A Drug Annotation manuscript published contemporaneously in The Journal of Medicinal Chemistry entitled "Discovery and Preclinical Pharmacology of NX-2127, an Orally Bioavailable Degrader of Bruton’s Tyrosine Kinase with Immunomodulatory Activity for the Treatment of Patients with B Cell Malignancies" reports data detailing the discovery and optimization of NX-2127, including characterization of NX-2127’s activity in preclinical tumor models, cross-species pharmacokinetics and in vitro safety which supported the advancement of this molecule into clinical testing.

"These publications represent the first compendium of biochemical, cellular, and clinical evidence that NX-2127 degrades both previously described and newly discovered BTK inhibitor resistance mutations, a novel mechanism of action in the treatment of B-cell malignancies that is associated with meaningful clinical responses," said Gwenn M. Hansen, Ph.D., chief scientific officer of Nurix. "The data described in this publication in Science reinforce the broad utility of the targeted protein degradation mechanism compared to inhibition approaches to more completely block BTK function and potentially other important enzymatic disease targets where development of acquired resistance is an issue."

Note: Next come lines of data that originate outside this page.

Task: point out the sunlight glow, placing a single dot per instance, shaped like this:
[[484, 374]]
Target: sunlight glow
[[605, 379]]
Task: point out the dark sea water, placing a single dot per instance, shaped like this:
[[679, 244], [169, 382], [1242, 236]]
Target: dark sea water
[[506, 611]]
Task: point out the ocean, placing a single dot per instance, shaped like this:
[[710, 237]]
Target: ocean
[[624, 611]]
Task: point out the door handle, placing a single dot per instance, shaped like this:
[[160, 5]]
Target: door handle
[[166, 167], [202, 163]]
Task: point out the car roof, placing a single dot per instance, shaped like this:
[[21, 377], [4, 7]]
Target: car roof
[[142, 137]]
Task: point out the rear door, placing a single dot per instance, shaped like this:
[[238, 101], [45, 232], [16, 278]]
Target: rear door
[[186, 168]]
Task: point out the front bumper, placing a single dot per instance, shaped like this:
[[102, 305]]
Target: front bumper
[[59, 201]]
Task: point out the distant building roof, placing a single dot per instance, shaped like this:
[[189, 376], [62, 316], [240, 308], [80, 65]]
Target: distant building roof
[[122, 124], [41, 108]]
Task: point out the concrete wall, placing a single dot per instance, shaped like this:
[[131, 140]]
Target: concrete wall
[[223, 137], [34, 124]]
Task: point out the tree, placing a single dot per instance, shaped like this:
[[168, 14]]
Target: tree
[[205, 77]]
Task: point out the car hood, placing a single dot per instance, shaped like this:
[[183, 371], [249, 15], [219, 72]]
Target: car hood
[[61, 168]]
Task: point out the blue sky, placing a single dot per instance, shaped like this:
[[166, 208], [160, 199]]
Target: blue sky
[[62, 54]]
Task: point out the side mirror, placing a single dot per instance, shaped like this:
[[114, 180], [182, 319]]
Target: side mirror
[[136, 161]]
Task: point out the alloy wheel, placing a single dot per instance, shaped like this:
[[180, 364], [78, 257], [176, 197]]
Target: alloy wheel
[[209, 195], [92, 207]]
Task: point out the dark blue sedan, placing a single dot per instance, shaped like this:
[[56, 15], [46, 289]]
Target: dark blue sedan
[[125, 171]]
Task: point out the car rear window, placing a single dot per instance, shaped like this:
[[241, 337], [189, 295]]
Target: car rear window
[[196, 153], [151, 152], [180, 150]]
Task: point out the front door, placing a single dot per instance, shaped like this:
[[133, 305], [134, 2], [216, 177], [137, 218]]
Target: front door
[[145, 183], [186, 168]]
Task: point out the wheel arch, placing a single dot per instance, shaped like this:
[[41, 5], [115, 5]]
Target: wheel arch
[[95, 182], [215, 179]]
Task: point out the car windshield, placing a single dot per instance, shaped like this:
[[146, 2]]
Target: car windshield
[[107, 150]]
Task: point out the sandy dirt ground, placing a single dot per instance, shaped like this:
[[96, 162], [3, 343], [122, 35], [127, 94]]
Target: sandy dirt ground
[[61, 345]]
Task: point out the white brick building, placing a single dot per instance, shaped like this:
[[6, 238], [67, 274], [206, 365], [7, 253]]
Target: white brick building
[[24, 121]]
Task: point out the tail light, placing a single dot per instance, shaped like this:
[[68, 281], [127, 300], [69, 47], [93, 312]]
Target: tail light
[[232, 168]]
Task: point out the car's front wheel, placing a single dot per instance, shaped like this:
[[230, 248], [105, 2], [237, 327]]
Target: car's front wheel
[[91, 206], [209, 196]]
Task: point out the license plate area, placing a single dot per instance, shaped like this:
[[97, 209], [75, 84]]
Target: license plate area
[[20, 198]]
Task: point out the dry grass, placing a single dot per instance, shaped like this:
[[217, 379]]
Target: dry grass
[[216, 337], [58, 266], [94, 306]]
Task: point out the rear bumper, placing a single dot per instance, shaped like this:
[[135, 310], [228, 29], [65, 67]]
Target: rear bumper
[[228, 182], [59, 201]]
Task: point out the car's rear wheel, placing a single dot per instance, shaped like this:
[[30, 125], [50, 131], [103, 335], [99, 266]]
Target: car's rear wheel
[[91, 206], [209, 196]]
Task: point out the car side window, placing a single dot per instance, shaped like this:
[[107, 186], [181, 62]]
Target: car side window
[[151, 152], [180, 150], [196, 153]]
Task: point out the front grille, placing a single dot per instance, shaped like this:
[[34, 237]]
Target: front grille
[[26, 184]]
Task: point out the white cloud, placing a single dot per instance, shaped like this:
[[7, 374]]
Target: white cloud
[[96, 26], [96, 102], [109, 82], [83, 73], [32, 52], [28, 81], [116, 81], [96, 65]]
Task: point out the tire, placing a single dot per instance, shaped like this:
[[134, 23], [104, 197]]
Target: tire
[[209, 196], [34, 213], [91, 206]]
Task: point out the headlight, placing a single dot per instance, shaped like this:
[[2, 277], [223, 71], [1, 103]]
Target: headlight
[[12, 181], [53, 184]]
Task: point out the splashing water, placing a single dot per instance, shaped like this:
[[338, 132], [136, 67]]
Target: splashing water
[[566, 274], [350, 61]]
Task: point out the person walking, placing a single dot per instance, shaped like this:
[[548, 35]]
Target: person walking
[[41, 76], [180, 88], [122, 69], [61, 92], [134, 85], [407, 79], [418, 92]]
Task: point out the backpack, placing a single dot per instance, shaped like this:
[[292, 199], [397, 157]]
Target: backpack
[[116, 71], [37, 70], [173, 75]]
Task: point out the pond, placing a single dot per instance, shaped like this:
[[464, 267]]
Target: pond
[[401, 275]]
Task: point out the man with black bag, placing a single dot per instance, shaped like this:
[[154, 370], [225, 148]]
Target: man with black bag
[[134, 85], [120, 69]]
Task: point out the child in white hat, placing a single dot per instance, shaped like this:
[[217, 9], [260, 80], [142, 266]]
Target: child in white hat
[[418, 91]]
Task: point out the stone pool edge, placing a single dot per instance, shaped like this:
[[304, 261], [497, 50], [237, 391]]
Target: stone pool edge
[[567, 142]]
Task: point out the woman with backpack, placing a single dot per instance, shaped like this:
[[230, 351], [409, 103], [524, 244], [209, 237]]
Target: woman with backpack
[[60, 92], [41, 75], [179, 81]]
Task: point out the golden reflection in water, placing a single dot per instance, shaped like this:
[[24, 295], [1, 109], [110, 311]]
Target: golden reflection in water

"The first-in-human trial of NX-2127 is ongoing in patients with relapsed and refractory B-cell malignancies, including CLL. Based on our clinic data, which were recently presented at the 2023 ASH (Free ASH Whitepaper) Annual Meeting, we have also initiated expansion cohorts in patients with diffuse large B cell lymphoma (DLBCL) and mantle cell lymphoma (MCL)," said Paula O’Connor, M.D., senior vice president of clinical development at Nurix. "With the ability to target BTK inhibitor resistance mutations and achieve clinical responses, we believe that BTK degraders have the potential to become the next dominant class of agents in the significant BTK-targeted therapy field. We look forward to presenting additional clinical data from this program, and from our NX-5948 BTK degrader program, which is also being evaluated in patients with CLL, at future medical meetings."

About NX-2127
NX-2127 is a novel bifunctional, orally bioavailable, investigational new drug that degrades BTK and cereblon neosubstrates Ikaros (IKZF1) and Aiolos (IKZF3). NX-2127 is currently being evaluated in a Phase 1 clinical trial in patients with relapsed or refractory B cell malignancies. Additional information on the ongoing clinical trial can be accessed at www.clinicaltrials.gov (NCT04830137).

About NX-5948
NX-5948 is an investigational, orally bioavailable, small molecule degrader of BTK that, unlike NX-2127, has been designed to lack cereblon immunomodulatory activity. NX-5948 is currently being evaluated in a Phase 1 clinical trial in patients with relapsed or refractory B cell malignancies. Additional information on the ongoing clinical trial can be accessed at clinicaltrials.gov (NCT05131022).